Performativity, yet again

This critique, by Omar at OrgTheory, has the dual distinction of being snidely pissy and wrong. First the pissy. Omar suggests that the apparently “busy schedule of a Parisian anthropologist of science” doesn’t accommodate the study of “big” markets, where representational critique is much better than performativity. I also enjoyed the dig that fancy Parisians don’t like pizza, and so understanding markets that bring milk to your breakfast table are also quite outside the pale. Whatever, guy. Particularly because this snark is outside the problems discussed in the rest of the critique, it’s just gratuitous. Talk to one or two of the people you’re thinking about here – do they really seem stupid?

Second, the wrong. Substantively, I’m not a huge fan of performativity myself, but Omar’s problem is not its problem. Look at the historical agora and fairs – both of which encompass ‘big’ markets and put the food on the table – described by Richard Swedberg (in Chapter 6 of Principles of Economic Sociology): the Greek marketplace had physical boundaries, inspectors, stamped currency, and judges. What is all of this infrastructure, if not the dis-entanglement and re-fashioning of social arrangements into a rudimentary ‘market’-ish environment?

If you take Callon et al on its face, there were not economists, nor was there much economic theory. And if that’s the only takeaway from this strand of research (that economists make markets) then yes. I’ve made this critque myself, that there are markets that pre-date economists. But I have also come to be convinced that this is a too shallow reading of the possible research impulses of the social studies of finance group. Economics makes markets today because in today’s markets, they are the actors who theorize and make markets. Current finance is an extreme example of a phenomenon that has much wider applicability. I imagine that NAFTA and immigration laws that conceptualize immigrants as ‘workers’, or ‘citizens’ or some combination; anti-trust policy; environmentalism (carbon credits most recently); Carruthers and Babb wrote about how in S. Africa in the 19th century ‘labor’ had to be theorized and created rather than just discovered. The list, IMHO, goes on. I’d love to see, e.g., an analysis of the 1940s bracero program and the subsequent ‘operation wetback’ which conceptualized Mexican men as pure labor units, and its success and/or failure in transforming people into these categories.
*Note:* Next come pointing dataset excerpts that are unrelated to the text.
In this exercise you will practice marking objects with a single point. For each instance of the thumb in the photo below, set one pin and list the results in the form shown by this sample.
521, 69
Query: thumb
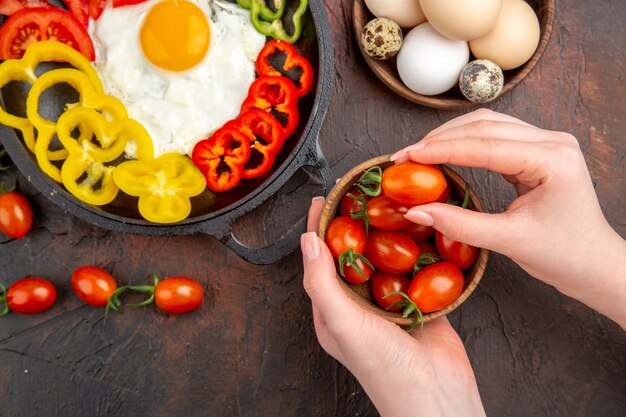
474, 228
320, 279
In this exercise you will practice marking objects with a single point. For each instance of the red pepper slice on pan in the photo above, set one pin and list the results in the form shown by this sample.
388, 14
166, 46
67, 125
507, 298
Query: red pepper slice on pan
266, 136
278, 96
294, 63
221, 158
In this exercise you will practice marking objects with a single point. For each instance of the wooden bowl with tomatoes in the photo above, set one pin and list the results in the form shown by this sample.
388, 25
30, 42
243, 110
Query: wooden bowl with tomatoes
439, 289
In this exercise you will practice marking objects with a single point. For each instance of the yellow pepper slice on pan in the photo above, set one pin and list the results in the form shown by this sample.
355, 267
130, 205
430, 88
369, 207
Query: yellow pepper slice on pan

Once one assumes settledness of the categories and actors, then we can do analyses of upstream/downstream market-making. But even this settledness falls apart, or at least requires continued maintenance.

In short, it’s more complicated than simply differences in choice of empirical object, and while performativity does have problems, the ones Lizardo identifies are not among them. STS would certainly do itself a service by analyzing some of these non-strawberry markets, but I think it wouldn’t kill the insight.